Methods: Secondary analysis of the Alpha-Tocopherol, Beta-Carotene Cancer Prevention study in Finland, 1985–1993, was performed. Participants were male smokers aged 50–69 years at the baseline who started to smoke at ≥21 years (N=7,469). Intervention was 50 mg/d of vitamin E for 5–8 years. The outcome was the incidence of hospital-treated, community-acquired pneumonia by the age at the follow-up.
Results: Among 2,216 participants who smoked 5–19 cigarettes per day at baseline and exercised at leisure time, vitamin E supplementation reduced the incidence of pneumonia by 69% (95% confidence interval [CI]: 43%–83%; 57 pneumonia cases). In this subgroup, vitamin E prevented pneumonia in 12.9% of participants by the age of 74 years. Among 5,253 participants who smoked ≥20 cigarettes per day at baseline or did not exercise, the incidence of pneumonia was 14% lower in the vitamin E participants (95% CI: -38% to +21%; 139 cases).
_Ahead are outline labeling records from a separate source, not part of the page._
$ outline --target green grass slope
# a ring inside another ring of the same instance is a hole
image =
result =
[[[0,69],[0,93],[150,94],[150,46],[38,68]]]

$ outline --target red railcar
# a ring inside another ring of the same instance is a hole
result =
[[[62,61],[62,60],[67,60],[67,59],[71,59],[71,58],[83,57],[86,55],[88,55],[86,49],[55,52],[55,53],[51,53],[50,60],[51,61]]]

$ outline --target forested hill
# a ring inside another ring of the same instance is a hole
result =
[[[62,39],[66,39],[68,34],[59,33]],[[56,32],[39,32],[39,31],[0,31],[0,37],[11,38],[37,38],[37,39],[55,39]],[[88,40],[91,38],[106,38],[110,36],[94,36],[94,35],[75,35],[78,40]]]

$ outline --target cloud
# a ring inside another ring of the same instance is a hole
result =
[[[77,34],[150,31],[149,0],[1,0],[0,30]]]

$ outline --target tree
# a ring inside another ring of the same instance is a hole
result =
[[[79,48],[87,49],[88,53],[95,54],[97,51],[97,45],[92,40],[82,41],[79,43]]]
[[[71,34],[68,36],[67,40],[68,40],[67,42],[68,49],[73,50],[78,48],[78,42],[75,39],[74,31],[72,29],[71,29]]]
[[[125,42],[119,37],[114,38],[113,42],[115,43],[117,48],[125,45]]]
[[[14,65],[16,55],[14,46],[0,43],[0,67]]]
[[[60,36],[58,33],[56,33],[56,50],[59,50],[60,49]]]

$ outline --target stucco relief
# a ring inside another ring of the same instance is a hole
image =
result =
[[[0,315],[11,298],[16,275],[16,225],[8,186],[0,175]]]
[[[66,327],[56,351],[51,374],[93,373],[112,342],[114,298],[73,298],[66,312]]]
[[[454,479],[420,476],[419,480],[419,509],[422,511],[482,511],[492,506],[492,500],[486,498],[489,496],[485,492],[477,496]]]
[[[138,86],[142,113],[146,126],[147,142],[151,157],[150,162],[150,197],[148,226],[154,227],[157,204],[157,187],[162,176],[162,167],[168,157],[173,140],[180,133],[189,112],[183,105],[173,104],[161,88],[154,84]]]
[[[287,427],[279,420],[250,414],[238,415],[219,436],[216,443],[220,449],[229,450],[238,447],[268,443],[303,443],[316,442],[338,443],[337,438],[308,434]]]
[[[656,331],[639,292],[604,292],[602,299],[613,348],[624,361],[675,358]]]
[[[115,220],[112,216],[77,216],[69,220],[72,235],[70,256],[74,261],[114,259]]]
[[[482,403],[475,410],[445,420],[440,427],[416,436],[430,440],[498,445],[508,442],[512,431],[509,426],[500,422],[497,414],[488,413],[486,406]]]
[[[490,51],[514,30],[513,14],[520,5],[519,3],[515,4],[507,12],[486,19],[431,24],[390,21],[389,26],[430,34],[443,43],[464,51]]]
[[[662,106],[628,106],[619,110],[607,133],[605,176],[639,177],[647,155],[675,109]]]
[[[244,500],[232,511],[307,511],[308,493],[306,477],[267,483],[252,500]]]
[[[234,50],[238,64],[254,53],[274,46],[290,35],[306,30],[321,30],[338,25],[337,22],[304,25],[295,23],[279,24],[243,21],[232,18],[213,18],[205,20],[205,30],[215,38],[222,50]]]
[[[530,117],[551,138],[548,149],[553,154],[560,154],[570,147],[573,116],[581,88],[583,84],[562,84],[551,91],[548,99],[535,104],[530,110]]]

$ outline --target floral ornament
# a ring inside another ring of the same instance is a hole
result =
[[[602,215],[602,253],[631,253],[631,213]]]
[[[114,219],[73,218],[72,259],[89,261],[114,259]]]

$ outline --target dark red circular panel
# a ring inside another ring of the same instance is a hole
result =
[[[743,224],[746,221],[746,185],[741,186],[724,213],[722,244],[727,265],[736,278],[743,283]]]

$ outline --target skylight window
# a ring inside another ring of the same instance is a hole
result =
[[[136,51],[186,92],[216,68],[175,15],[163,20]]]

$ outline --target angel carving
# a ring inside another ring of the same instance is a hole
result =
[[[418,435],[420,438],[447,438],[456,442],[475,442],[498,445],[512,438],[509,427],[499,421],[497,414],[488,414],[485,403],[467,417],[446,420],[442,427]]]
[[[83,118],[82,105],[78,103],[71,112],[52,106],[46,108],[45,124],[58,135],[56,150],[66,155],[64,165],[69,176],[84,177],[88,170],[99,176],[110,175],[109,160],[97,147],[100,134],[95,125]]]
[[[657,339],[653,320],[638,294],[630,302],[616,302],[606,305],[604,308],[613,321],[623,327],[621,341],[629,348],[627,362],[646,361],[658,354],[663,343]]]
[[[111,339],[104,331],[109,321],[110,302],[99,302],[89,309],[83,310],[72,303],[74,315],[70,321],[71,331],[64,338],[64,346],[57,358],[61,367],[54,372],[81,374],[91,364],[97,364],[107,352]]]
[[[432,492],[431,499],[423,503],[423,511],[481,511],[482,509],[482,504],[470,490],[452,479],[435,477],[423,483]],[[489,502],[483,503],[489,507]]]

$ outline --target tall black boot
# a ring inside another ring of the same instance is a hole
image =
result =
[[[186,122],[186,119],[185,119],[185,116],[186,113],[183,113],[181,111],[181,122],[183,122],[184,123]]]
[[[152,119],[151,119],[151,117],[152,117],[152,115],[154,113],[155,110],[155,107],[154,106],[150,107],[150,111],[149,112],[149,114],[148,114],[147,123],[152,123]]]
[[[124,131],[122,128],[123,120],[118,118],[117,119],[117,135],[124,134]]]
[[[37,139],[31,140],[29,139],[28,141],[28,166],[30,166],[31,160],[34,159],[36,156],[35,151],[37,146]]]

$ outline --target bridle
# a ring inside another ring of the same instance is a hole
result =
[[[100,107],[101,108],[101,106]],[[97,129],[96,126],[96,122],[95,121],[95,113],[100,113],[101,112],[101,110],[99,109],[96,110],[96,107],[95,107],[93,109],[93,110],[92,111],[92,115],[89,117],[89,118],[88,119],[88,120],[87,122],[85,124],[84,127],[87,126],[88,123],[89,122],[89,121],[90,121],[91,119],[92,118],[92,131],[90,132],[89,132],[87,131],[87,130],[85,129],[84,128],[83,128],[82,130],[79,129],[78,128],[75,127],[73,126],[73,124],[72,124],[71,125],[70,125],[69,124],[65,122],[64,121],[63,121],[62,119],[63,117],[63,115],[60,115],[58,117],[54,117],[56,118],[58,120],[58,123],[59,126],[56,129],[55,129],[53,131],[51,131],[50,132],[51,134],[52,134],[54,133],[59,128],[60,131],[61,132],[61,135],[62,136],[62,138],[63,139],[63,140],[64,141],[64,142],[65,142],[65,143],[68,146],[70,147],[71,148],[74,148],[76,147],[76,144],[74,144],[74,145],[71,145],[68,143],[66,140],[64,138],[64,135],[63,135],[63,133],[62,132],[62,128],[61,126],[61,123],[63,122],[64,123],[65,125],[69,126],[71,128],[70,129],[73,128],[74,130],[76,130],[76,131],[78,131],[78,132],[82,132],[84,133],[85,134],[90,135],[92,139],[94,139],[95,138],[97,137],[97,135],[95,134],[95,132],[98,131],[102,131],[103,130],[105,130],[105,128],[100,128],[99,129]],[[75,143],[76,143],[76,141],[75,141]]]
One-third of the participants quit smoking for a period, of whom 27 got pneumonia. The incidence of pneumonia was 72% (95% CI: 31%–89%) lower in the vitamin E group, and this benefit was also seen among those males who smoked ≥20 cigarettes per day at baseline or did not exercise.
Conclusion: Although the evidence of benefit from vitamin E against pneumonia in elderly males is strong in this analysis, the overall findings about vitamin E have been complex. Further research on vitamin E in nonsmoking elderly males is warranted.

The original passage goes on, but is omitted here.